The third major limitation of this study is the lack of information on the ethnicity/race of the study population for which, recent studies found an association with a differential response to beta-blockers treatment38,39. However, we believe that this limitation may have introduced a negligible bias. In fact, during the study period, the number of immigrants in the catchment area of Caserta was between 3000–4000, or rather 0.3–0.4% of the study population and, mostly with an age lower than 60 years and, therefore, with a lower probability of having heart failure40.

Regarding the lack of information on the cytochrome P450 2D6 polymorphisms in the study population, despite carvedilol is extensively metabolized by this enzyme41,42, to date, in Europe, none of the summaries of product characteristics of medicinal products containing carvedilol include polymorphisms of the gene codifying this enzyme as a “contraindications”/“special warnings and precautions for use” for its prescription. Therefore, we believe that even in the setting of poor, rapid or ultra-rapid metabolizers, it should not have influenced the prescription choice.

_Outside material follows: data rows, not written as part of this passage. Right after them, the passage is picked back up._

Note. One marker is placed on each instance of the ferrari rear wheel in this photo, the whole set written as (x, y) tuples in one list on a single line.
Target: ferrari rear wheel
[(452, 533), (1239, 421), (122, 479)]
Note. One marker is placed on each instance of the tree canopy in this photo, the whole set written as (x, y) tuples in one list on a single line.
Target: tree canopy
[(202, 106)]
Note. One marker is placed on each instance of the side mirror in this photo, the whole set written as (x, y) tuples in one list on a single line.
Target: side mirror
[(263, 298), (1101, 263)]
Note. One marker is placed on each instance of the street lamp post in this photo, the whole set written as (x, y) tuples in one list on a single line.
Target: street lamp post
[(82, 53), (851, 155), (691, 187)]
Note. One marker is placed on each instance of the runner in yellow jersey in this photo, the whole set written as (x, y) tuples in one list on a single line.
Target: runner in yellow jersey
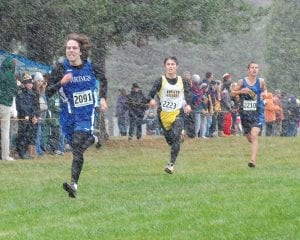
[(175, 99)]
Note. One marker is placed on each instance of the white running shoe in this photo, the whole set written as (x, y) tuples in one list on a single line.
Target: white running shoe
[(169, 168)]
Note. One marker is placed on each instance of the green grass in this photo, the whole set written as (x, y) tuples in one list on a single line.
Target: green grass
[(124, 193)]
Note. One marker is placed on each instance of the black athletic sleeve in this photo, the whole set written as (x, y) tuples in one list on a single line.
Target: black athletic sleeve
[(54, 79), (188, 95), (155, 88), (100, 76)]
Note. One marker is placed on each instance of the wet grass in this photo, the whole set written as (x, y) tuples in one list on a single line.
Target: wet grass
[(124, 193)]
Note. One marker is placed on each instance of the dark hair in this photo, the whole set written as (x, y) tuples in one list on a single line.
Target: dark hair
[(252, 62), (208, 75), (84, 43), (172, 58)]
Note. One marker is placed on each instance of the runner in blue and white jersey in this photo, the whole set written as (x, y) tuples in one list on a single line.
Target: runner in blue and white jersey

Finally, as for all observational studies, we cannot exclude the presence of unmeasured confounders that may have introduced biases in our analysis. Strengths include the use of the entire population of patients enlisted in Caserta local health unit databases reducing the risk of selection bias and the possibility of providing results based on real-world data from routine clinical practice.

Conclusion

In conclusion, this study showed that no beta-blocker exchangeability was found among carvedilol and metoprolol/bisoprolol/nebivolol in patients with heart failure and chronic obstructive pulmonary disease. In this subpopulation, concurrent chronic (i.e. chronic kidney disease) and acute comorbidities (i.e. acute heart failure, cerebrovascular thrombosis or atrioventricular block) or concurrent pharmacological treatments (i.e. fondaparinux, human insulin and strontium ranelate) may drive the choice of prescribing carvedilol over metoprolol/bisoprolol/nebivolol.